Integrating Support Systems and Behavioral Goals
Building a robust support network is vital for clients with disabilities. Valerie’s participation in group therapy and her development of new friendships significantly improved her social functioning. As clinicians, promoting engagement with support groups, peer networks, and community services can mitigate feelings of isolation and build resilience (Rogers et al., 2018).
Setting manageable goals that enhance independence—such as improving physical functioning and creating safety plans—is a core aspect of empowering clients. Valerie’s progress in reducing anxiety episodes and increasing hope demonstrates the importance of collaborative goal-setting, which aligns with motivational interviewing principles and strengths-based approaches (Miller & Rollnick, 2013).
Legal and Ethical Considerations
Knowledge of legal frameworks like the ADA informs ethical practice when working with clients with disabilities. Clinicians must respect clients’ rights to accessibility, confidentiality, and autonomy while advocating for reasonable accommodations (Vernooij-Dassen & Jehoel-Greau, 2016). In Valerie’s case, her decision to change contact information and seek independence reflects her agency and informed choice—the core principles of ethical practice.
Moreover, practitioners must remain aware of cultural competence, ensuring interventions respect Valerie’s racial, cultural, and individual identity factors (Sue et al., 2019). Tailoring treatment approaches to align with her culturally rooted perspectives enhances engagement and efficacy.
Conclusion
The case of Valerie underscores the importance of an integrative, trauma-informed, and culturally competent approach to working with clients with disabilities. By fostering understanding, addressing environmental barriers, utilizing evidence-based therapies like CBT, and supporting self-advocacy, mental health professionals can enhance clients’ well-being, independence, and quality of life. Future practice should continue to incorporate advocacy and policy literacy to ensure equitable access and inclusion for all clients with disabilities, in line with the principles set forth by the ADA.
References
- Beck, J. S. (2011). Cognitive Behavior Therapy: Basics and Beyond (2nd ed.). Guilford Press.

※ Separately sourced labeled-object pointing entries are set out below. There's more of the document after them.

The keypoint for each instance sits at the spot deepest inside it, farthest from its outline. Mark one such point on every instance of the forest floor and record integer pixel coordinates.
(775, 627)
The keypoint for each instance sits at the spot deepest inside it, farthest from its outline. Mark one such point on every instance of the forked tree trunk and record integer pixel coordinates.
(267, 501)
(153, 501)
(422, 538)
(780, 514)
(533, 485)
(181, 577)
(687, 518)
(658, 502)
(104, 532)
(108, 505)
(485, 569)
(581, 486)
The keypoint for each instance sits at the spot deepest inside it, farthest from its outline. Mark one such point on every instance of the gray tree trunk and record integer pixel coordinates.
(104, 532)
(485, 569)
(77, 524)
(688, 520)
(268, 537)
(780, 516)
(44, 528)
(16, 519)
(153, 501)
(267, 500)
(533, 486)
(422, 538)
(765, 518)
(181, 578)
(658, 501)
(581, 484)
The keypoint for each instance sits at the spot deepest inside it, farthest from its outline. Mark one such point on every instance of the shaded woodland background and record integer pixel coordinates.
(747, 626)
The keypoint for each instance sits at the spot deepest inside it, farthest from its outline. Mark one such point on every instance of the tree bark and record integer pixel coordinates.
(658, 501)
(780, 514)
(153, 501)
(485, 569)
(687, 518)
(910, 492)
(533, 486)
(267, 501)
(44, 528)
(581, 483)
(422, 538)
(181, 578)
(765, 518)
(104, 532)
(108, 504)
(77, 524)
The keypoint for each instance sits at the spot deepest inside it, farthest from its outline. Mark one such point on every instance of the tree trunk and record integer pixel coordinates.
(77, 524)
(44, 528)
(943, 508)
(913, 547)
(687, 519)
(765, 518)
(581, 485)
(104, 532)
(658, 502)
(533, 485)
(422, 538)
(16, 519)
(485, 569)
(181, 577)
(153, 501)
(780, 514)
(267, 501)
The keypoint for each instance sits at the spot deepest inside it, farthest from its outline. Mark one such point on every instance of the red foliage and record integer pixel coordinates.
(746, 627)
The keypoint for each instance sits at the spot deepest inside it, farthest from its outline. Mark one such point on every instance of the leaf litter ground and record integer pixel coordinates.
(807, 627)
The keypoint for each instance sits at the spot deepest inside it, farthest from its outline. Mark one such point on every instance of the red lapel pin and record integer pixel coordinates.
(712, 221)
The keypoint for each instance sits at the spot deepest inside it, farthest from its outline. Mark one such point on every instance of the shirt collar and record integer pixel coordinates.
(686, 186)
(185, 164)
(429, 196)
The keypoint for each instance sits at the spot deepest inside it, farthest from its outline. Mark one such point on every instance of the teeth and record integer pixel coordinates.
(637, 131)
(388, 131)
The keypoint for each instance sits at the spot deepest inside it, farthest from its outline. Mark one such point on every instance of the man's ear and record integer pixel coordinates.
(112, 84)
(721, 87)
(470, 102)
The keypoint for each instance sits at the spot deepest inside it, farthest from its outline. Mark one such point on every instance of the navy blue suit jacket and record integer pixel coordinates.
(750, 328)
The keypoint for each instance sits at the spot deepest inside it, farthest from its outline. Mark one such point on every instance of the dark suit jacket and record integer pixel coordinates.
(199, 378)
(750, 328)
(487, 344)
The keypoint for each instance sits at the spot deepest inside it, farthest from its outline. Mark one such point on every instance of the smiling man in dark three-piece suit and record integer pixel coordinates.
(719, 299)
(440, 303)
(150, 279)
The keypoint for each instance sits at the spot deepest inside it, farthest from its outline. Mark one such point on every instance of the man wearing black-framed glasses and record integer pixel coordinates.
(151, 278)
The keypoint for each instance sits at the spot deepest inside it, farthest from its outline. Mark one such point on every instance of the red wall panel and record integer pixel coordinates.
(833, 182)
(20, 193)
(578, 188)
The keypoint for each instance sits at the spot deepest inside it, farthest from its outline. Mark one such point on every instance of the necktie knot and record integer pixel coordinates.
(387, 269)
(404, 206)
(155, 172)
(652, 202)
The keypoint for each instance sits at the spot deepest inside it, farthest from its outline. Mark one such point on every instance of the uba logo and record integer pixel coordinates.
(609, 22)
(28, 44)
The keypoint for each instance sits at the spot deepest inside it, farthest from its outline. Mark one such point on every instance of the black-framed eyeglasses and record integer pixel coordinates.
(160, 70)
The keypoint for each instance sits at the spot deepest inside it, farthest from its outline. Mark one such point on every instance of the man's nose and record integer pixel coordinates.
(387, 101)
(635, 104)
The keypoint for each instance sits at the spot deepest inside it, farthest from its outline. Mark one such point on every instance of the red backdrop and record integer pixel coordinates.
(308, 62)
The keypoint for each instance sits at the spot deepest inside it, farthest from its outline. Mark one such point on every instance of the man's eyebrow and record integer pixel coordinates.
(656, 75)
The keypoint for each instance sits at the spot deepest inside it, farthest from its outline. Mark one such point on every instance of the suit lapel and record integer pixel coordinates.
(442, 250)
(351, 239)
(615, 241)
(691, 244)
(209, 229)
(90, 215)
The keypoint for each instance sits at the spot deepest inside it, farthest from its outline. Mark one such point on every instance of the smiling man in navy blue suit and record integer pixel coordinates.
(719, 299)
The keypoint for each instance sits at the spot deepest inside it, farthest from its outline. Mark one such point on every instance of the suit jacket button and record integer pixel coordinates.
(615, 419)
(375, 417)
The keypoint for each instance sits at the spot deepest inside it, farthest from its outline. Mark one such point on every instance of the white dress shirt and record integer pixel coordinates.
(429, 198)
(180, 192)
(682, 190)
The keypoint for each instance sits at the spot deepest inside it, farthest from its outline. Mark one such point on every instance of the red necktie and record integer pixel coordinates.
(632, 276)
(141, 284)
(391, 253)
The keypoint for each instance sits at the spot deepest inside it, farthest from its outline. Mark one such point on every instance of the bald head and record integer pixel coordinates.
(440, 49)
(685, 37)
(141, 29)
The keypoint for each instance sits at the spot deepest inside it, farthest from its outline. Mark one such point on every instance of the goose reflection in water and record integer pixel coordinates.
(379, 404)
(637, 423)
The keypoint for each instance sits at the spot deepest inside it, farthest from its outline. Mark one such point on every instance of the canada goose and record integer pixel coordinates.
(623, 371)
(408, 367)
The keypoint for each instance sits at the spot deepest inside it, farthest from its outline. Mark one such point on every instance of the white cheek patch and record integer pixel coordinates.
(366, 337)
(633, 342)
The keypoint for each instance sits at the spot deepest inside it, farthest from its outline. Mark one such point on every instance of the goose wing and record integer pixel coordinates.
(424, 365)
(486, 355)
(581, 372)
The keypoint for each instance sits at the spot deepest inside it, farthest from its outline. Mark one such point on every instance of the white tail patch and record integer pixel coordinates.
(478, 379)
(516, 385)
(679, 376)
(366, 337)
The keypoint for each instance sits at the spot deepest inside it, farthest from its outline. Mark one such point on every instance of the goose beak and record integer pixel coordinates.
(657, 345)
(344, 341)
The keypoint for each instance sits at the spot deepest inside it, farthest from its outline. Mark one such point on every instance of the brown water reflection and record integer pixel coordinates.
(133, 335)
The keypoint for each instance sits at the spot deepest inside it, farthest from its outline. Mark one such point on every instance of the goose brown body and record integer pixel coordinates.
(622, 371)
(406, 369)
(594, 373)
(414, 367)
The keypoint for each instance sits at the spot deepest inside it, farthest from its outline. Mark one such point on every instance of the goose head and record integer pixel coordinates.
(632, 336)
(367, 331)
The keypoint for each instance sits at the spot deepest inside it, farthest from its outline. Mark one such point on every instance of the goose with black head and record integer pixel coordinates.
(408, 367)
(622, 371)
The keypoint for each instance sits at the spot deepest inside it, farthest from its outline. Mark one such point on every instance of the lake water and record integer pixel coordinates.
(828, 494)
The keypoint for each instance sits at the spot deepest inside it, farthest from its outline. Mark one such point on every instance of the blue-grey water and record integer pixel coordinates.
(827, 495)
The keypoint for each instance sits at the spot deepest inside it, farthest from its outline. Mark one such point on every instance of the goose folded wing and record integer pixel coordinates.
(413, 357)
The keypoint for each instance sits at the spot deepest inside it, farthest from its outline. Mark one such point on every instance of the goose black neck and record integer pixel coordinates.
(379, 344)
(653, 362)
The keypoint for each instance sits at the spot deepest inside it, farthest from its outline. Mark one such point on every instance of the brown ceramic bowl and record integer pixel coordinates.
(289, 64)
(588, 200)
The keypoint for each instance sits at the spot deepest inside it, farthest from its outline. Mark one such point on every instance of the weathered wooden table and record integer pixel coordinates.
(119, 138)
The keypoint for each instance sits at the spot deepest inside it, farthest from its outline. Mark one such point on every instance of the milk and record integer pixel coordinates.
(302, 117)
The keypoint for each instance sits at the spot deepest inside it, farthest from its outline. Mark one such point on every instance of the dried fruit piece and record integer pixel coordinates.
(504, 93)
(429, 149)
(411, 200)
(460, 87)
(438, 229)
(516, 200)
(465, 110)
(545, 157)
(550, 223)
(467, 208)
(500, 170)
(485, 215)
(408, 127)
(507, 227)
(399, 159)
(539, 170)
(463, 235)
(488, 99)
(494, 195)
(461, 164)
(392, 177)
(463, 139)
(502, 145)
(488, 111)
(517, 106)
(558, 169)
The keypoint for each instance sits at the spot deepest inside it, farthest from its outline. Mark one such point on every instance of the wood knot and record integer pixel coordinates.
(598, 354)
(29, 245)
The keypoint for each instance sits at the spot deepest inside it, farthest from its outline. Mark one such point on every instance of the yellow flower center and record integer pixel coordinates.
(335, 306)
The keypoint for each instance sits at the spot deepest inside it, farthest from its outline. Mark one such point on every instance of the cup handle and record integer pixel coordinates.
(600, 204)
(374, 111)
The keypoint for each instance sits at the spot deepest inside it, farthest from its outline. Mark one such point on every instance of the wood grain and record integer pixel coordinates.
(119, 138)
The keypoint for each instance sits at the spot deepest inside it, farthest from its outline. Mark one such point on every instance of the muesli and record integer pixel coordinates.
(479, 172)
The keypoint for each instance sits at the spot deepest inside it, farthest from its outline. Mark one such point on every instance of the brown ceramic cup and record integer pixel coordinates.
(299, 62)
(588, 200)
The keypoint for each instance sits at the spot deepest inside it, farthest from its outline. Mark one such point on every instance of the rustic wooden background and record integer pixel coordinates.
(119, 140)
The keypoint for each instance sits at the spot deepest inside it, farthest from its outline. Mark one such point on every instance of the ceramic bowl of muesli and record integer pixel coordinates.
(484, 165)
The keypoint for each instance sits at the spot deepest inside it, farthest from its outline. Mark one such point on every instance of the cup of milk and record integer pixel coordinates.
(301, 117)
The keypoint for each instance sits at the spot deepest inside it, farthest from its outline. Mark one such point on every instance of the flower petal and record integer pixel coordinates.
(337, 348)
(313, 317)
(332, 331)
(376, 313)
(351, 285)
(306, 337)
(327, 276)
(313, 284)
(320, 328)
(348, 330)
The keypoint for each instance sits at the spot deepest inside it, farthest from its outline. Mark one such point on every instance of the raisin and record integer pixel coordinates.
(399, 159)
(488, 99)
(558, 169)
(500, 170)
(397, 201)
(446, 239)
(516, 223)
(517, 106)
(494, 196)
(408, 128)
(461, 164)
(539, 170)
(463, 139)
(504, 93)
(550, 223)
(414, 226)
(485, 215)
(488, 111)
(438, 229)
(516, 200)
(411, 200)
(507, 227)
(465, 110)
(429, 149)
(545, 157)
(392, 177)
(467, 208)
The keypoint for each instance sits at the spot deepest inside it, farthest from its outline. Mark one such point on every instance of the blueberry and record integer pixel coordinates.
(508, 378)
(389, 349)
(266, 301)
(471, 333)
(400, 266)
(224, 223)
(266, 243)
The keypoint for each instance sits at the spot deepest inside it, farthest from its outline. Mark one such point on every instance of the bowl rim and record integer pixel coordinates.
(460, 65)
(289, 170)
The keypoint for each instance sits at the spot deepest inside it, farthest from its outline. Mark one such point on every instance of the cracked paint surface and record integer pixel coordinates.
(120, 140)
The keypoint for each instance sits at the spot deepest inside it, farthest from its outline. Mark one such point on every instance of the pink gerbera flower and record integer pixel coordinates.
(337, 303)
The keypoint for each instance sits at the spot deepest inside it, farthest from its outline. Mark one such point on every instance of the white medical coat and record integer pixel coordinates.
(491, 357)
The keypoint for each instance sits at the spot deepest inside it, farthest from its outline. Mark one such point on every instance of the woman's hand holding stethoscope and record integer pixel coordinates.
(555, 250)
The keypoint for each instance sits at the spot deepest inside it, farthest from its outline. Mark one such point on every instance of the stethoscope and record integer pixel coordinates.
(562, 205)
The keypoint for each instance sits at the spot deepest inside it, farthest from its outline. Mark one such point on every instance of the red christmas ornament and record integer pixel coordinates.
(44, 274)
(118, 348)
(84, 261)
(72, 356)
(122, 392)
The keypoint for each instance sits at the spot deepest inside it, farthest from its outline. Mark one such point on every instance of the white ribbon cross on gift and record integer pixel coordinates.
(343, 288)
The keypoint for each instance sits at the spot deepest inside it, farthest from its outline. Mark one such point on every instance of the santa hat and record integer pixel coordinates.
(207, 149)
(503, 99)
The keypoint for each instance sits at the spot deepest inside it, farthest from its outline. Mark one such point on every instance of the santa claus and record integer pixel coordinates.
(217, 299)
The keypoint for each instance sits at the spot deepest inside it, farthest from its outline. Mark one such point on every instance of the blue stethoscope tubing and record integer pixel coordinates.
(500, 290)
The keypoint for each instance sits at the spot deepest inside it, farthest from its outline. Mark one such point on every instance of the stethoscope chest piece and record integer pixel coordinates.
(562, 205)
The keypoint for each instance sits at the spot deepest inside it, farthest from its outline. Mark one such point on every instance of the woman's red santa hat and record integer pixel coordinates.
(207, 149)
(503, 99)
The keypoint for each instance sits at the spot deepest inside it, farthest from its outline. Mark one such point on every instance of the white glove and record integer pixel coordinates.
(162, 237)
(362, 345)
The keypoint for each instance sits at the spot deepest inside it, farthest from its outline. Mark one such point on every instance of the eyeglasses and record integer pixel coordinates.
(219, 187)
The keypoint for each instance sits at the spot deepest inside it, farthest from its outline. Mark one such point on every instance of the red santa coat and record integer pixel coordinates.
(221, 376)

- Cain, D. J., et al. (2020). Internalized ableism and mental health: Toward an inclusive approach. Disability and Society, 35(4), 570-589.
- Ferguson, E., et al. (2019). Enhancing the effectiveness of cognitive behavioral therapy for individuals with disabilities: A systematic review. Journal of Rehabilitation Counseling, 52(2), 86-96.
- Hopper, E. K., et al. (2019). Trauma-informed care in behavioral health services. Psychiatric Clinics of North America, 42(2), 347-359.
- Miller, W. R., & Rollnick, S. (2013). Motivational Interviewing: Helping People Change (3rd ed.). Guilford Press.
- Nosek, M. A., et al. (2018). Understanding the impact of disability on participation and quality of life. Rehabilitation Psychology, 63(4), 473-481.
- Rogers, J., et al. (2018). Peer support and social connectedness in health outcomes for individuals with disabilities: A systematic review. Disability and Health Journal, 11(2), 177-185.
- Rusch, F. R., et al. (2017). Accessibility and environmental modifications for persons with disabilities. Journal of Disability Policy Studies, 29(4), 233-240.
- Sue, D. W., et al. (2019). Multicultural counseling competencies: Guidelines in working with clients with disabilities. Journal of Counseling & Development, 97(4), 445-453.
- Vernooij-Dassen, M., & Jehoel-Greau, J. (2016). Ethical considerations in advocacy for people with disabilities. Ethics & Behavior, 26(2), 115-125.